Registries collect a high-volume of data from different sources and deliver high-quality, data-driven insights. Efforts to reduce health disparities require data to detect and measure the impact of disparities, identify the complex and interconnected determinants, and inform interventions and best practices.

Efforts to advance health equity through registries fall into three activities:

  • Measuring health disparities. To reduce health inequities, we need methods to measure disparate health outcomes and methods to assess the impact of those disparities across different types of health indicators.
  • Assessing underlying factors. Effectively addressing health disparities requires understanding the underlying factors influencing disparate outcomes.
  • Forming and evaluating interventions. By assessing health disparities and their underlying factors, we will have insights to develop impactful interventions and sustaining widespread health equity improvements through tracking best practices.

2. Helping Patients Understand Their Care and Outcomes

Healthcare is complex. Patients can be overwhelmed as they try to understand, navigate, and make important decisions about their care.

Consider a patient with a chronic condition who might have up to 20 healthcare providers, all generating assessments and treatment plans that must be coordinated and aligned. Even people who have spent their life working in healthcare can feel overburdened by the amount and complexity of information presented to patients.

More patients are now turning to technology to help them through their care journey. And now more technology is becoming patient-centric to help patients overcome common barriers they face in their healthcare.
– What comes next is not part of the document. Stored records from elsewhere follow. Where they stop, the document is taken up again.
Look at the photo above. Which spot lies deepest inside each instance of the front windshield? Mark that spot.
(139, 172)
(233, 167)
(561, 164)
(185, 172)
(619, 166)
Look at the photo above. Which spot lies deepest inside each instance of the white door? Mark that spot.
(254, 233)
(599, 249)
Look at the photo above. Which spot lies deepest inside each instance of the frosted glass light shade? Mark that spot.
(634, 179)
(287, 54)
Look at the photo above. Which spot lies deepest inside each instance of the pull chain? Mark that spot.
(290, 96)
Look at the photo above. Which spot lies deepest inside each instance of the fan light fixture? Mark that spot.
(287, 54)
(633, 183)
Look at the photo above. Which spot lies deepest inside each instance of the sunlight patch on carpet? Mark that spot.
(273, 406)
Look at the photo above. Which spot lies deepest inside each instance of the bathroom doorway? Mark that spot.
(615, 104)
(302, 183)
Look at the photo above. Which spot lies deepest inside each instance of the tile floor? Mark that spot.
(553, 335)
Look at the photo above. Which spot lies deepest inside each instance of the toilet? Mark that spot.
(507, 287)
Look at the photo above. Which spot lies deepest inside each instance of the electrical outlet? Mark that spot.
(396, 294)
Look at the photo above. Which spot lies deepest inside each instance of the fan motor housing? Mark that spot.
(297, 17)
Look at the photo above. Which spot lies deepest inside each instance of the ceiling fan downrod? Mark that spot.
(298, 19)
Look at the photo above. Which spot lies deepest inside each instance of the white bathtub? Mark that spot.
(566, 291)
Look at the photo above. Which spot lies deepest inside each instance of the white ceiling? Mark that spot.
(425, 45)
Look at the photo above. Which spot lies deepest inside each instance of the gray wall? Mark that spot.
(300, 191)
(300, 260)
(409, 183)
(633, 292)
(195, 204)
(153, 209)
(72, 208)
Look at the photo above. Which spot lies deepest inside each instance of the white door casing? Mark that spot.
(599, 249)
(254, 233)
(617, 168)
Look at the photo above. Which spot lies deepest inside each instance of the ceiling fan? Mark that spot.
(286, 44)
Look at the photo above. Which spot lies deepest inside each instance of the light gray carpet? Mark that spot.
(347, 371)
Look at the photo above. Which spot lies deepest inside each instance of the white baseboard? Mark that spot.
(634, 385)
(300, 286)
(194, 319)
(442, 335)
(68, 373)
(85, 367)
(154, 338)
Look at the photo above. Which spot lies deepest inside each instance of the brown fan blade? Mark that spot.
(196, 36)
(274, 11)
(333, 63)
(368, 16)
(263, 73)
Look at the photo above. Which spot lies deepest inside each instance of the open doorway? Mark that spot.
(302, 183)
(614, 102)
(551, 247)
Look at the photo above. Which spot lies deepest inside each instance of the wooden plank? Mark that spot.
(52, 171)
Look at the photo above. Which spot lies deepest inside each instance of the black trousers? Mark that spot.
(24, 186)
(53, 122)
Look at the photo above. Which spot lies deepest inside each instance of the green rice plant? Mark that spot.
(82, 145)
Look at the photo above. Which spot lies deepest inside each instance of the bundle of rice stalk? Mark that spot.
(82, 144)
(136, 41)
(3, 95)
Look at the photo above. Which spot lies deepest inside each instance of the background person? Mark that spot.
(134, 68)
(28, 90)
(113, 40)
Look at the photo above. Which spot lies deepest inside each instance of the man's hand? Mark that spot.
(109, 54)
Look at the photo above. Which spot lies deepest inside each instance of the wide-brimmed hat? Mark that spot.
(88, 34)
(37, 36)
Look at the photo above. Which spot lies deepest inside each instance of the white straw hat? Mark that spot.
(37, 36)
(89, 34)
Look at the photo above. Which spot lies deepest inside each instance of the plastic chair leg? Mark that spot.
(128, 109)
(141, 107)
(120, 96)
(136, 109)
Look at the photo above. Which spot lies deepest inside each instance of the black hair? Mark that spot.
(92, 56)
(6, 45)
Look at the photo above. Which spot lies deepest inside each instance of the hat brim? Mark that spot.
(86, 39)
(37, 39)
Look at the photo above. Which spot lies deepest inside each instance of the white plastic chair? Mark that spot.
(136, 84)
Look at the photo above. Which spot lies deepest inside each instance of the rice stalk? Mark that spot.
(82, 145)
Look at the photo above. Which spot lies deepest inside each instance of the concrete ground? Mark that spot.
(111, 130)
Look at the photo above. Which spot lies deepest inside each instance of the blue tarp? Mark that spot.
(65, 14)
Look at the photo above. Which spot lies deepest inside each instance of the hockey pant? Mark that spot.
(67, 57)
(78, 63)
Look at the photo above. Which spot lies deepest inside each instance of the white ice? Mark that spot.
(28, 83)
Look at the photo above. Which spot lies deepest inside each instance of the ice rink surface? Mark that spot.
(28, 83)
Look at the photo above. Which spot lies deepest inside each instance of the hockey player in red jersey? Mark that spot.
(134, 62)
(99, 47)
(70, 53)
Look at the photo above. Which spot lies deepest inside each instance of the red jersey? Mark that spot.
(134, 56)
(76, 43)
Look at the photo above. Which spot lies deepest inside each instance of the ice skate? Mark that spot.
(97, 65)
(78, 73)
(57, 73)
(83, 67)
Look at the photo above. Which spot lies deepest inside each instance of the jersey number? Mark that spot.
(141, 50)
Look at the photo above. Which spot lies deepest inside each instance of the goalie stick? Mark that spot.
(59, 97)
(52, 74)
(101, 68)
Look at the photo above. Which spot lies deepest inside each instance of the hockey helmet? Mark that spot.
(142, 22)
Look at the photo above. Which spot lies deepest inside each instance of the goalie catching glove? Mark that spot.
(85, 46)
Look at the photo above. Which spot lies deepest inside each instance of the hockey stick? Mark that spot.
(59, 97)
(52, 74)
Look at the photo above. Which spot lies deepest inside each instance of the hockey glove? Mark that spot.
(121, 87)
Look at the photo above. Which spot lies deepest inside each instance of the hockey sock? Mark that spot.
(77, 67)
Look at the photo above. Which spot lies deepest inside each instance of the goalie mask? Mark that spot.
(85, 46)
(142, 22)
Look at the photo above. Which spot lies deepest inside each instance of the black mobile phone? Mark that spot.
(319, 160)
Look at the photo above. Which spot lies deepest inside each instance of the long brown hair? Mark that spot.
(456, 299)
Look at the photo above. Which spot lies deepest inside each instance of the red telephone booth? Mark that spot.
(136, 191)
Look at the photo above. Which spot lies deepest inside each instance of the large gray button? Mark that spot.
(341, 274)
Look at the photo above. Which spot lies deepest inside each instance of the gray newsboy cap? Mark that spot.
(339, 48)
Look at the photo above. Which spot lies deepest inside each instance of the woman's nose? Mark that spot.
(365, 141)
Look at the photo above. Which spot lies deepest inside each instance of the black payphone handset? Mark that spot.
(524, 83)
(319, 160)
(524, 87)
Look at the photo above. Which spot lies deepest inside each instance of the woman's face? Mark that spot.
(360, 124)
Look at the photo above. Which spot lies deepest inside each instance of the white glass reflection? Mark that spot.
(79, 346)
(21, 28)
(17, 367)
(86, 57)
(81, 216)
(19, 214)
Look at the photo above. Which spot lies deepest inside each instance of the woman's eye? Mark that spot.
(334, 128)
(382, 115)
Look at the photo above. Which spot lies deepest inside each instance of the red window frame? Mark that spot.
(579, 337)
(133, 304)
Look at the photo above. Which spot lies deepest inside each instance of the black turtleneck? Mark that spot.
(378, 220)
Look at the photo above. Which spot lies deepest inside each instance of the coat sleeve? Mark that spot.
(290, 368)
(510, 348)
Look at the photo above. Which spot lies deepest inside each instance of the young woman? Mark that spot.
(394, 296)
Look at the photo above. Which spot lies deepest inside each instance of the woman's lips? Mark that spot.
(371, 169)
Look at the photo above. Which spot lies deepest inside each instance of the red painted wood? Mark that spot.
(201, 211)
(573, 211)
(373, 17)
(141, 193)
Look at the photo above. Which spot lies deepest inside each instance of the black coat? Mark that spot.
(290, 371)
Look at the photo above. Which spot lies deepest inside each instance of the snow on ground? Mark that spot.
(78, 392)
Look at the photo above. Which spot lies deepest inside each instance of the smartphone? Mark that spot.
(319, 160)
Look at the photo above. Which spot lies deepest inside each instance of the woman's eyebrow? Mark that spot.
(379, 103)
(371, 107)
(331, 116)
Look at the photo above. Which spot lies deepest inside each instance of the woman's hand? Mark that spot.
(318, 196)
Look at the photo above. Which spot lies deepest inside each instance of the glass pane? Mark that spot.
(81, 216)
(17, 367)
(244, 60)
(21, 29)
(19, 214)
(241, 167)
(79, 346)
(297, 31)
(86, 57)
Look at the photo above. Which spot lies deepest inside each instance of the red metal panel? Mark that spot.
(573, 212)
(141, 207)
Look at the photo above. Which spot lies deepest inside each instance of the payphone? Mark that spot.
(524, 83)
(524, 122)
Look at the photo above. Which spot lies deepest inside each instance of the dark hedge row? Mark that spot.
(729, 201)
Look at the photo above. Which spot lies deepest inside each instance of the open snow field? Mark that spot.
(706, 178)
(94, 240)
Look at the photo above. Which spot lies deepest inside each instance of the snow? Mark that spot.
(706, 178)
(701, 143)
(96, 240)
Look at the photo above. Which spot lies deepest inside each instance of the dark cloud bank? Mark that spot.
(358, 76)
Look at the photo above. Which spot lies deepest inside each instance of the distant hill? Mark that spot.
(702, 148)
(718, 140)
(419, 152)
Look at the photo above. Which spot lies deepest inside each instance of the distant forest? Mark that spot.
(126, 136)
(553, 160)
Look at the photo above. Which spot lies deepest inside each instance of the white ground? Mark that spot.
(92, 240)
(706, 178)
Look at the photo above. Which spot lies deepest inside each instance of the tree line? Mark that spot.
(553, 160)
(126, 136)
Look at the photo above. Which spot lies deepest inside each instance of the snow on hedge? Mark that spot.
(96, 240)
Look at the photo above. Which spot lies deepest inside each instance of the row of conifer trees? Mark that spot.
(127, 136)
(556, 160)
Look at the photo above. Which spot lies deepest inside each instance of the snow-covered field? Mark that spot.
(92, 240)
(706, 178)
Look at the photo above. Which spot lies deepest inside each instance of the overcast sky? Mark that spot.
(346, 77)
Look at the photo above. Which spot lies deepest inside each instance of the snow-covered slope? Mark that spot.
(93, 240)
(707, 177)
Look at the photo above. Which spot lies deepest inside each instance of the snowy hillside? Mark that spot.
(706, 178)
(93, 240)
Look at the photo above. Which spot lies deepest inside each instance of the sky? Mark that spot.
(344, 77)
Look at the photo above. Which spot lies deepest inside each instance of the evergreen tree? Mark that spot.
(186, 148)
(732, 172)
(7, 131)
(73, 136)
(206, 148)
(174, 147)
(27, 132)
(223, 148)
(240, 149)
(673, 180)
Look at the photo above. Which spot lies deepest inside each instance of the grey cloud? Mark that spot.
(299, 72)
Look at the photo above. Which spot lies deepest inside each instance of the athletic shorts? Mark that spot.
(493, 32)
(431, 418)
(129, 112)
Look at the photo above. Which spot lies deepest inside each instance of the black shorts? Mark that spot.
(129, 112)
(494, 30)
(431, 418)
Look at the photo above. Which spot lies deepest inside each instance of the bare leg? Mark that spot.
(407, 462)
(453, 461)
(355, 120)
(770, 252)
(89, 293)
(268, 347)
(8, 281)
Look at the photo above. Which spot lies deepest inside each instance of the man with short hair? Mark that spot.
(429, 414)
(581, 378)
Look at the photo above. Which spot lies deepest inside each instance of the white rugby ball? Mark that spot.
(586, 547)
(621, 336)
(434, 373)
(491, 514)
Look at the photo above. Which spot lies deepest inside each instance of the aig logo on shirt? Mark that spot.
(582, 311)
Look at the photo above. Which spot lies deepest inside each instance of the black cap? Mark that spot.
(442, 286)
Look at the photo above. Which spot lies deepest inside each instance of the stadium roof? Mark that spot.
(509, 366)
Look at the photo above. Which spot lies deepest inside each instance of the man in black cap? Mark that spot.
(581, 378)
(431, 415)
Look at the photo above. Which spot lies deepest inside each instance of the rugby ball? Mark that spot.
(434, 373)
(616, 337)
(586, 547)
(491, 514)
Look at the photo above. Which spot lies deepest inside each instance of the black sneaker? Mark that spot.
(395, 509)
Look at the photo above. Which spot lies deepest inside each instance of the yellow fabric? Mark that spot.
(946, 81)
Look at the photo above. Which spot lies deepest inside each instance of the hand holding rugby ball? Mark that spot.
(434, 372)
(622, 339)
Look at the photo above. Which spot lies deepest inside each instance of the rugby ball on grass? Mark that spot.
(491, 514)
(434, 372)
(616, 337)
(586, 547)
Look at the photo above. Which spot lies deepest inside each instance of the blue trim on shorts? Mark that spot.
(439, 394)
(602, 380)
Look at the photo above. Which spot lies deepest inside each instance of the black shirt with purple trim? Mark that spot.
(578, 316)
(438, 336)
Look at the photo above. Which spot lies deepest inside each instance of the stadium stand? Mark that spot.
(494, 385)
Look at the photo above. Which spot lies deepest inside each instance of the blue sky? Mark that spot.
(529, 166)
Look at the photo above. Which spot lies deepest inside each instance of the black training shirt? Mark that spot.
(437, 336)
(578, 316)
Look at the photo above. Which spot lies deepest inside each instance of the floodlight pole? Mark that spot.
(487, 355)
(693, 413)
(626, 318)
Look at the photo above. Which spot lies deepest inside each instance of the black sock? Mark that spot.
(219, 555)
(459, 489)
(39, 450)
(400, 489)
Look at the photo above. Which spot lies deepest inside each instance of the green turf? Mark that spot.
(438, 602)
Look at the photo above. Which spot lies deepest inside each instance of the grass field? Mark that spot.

For example, registries can offer patient engagement tools that provide patients with meaningful support as they interact with their health. Registry patient portals should offer key types of support to improve patient experiences and health outcomes:

  • Instrumental Support. Tangible services and functions, such as capabilities to directly connect to their care team or participate in clinical trials or research.
  • Informational Support. Connection to tailored patient resources that provide advice, suggestions, and clinical insights.
  • Appraisal. Personalized registry data can be presented back to patients in easy-to-review graphs. This can show patients how they are progressing throughout their treatment, which helps patients to self-evaluate their progress and health experiences.

As described by Donna Cryer, JD, President and CEO of the Global Liver Institute, these patient-centric technologies give patients supportive communities and influential tools to elevate a patient’s voice and help them maximize their health.

3. Understanding a Global Pandemic

Monitoring, managing, and understanding COVID-19 was top-of-mind throughout several sessions. Registries are playing a central role in this.

Modern registries can address emerging health issues like the pandemic with rapid measurement and quick discoveries.

There are three key parts to doing this successfully:

  • Determining the priorities and research questions a registry can uniquely answer.
  • Using trusted data and advanced analytics to address critical issues.
  • Leveraging a flexible data infrastructure to pivot at any time – modern clinical data registries are designed to evolve.

Several organizations are already leveraging their registries and data infrastructure to be proactive in measuring, monitoring, and addressing the COVID-19 pandemic. You can learn from them and find more strategies in our blog post “Best Practices for Clinical Registries with New Research Priorities.

Registry Technology Should be People-Centric

Overall, digital transformations are about using technology to solve issues for people, not simply about using people to solve technology issues.

It is less about being technology-centric than it is about making technology people-centric. Registries are powerful tools that can be designed to address some of the most widespread health issues affecting people, while also engaging patients in innovative ways to improve their health experiences.

From defining the vision for a registry program to designing surveys and reports for clinicians and patients, we take a person-driven approach.